W3C home > Mailing lists > Public > public-audio@w3.org > January to March 2012

Re: speech speed up/down (Was: Building UC1 (Video Chat) from the WebRTC use case)

From: Thierry MICHEL <tmichel@w3.org>
Date: Tue, 17 Jan 2012 10:22:52 +0100
Message-ID: <4F153DEC.3030200@w3.org>
To: Olivier Thereaux <olivier.thereaux@bbc.co.uk>
CC: public-audio@w3.org
Olivier,


Here is a first draft for UC9 about Audio Deceleration/ Acceleration.
I have drafted 4 different relevant scenarios, we may pick a few of those.

Thoughts ?


Thierry



UC-9-a : Audio Deceleration.

A user is listening to the web-cast of an audio interview available from 
the web-page of a radio broadcasting streaming service.
The interview is broad casted in Spanish, unfortunately not the native 
language of the user.
Therefore the user would like to listen to the audio web-cast at a 
slower speed (time stretching), allowing a better understanding of the 
dialogs of the conversation in this language for which he is not fluent.
The user would like listen to the audio broadcast, without any pitch 
distortion of the voices.

The web-page presents a graphic visualization of the speed of the audio 
conversation.
The web-page also associates an interface provided by the web-page 
developer allowing the user to
to change the speed, and may allow to tweak other settings like the tone 
and timbre to his taste.

This would be valuable accessibility features for audio listeners who 
want to allow more time to better understand web-cast as well as audio 
books.

------------------------------

UC-9-b : Audio Acceleration.

A user is  subscribed to a podcast, and has downloaded an audio book on 
his device.
The audio files are stored locally on the user's computer or other 
device ready for off line use, giving simple and convenient access to 
episodic content, through a web browser.

The user is sitting in an airplane, for a 2 hours flight. The user opens 
his audio book in his HTML browser a sees that the episode he has 
selected lasts 3 hours.
The user would like to be able to accelerate the speed of the audio 
book, without pitch distortion (i.e., voices not sounding like 
“chipmunks” when accelerated). He would like to set the audition time to 
2 hours in order to finish the audio book before landing.

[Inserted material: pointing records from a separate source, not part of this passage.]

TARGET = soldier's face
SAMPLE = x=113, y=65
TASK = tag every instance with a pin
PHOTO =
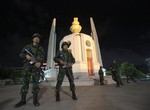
x=65, y=47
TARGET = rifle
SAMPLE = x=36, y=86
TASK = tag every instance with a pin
x=33, y=61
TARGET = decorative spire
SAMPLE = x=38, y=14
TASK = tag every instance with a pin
x=75, y=28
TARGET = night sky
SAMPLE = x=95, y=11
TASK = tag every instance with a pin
x=123, y=26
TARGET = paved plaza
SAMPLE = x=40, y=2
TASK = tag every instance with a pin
x=132, y=96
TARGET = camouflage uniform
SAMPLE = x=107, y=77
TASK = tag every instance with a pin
x=31, y=71
x=67, y=57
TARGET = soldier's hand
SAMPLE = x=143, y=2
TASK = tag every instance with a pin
x=69, y=64
x=37, y=64
x=28, y=57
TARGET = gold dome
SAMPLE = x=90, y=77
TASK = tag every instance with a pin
x=75, y=28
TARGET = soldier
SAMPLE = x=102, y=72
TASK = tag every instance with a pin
x=31, y=69
x=115, y=73
x=101, y=75
x=65, y=60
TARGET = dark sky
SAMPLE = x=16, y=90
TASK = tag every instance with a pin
x=123, y=26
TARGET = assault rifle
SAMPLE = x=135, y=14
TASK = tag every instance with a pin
x=33, y=61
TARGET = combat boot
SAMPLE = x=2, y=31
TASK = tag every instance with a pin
x=22, y=101
x=57, y=96
x=74, y=97
x=35, y=100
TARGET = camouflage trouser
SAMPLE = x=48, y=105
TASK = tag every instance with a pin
x=30, y=73
x=60, y=78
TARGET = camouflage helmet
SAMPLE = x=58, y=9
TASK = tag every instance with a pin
x=36, y=35
x=66, y=43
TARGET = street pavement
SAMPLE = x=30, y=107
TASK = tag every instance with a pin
x=132, y=96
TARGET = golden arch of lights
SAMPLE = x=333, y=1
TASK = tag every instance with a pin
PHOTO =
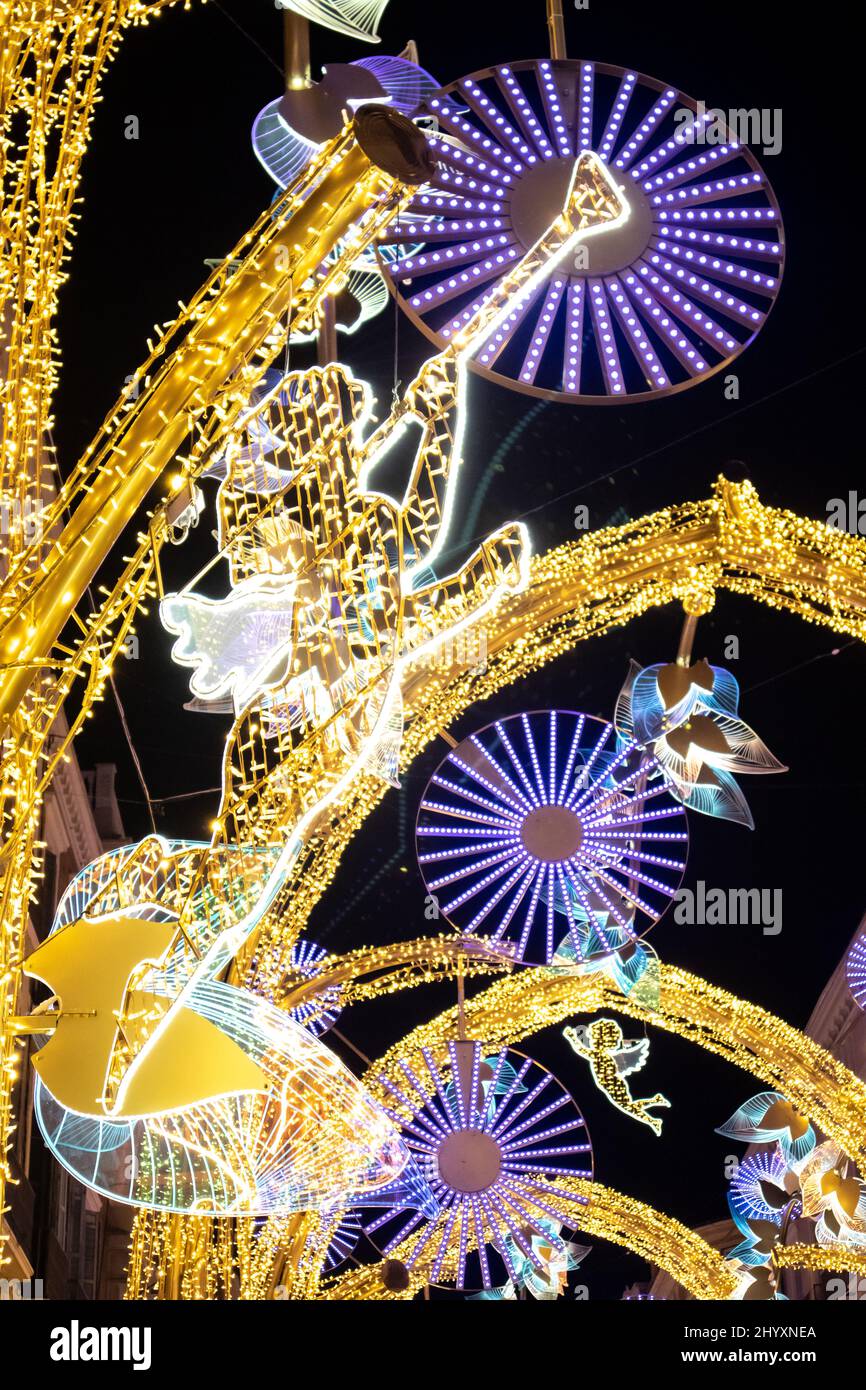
x=59, y=644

The web-page presents a graphic visualization of the speed, the total 
duration of the audio on a time line at the corresponding speed.
The web-page also associates an audio speed changer interface provided 
by the web-page developer allowing the user  to change the tempo of the 
speech and speed up audio files without changing the pitch. This lets 
the user drastically speed up speeches without a "chipmunk" effect.

Another interface allows the user to set the duration of the audio, 
regarding its initial duration at normal speed, therefore changing its 
speed with pitch lock.
The user may also tweak other settings like the tone and timbre to his 
taste.

This would be valuable features for book listeners who want to save time 
by accelerating audio books as well as podcasts.

-----------

UC-9-c : Audio Deceleration/Acceleration.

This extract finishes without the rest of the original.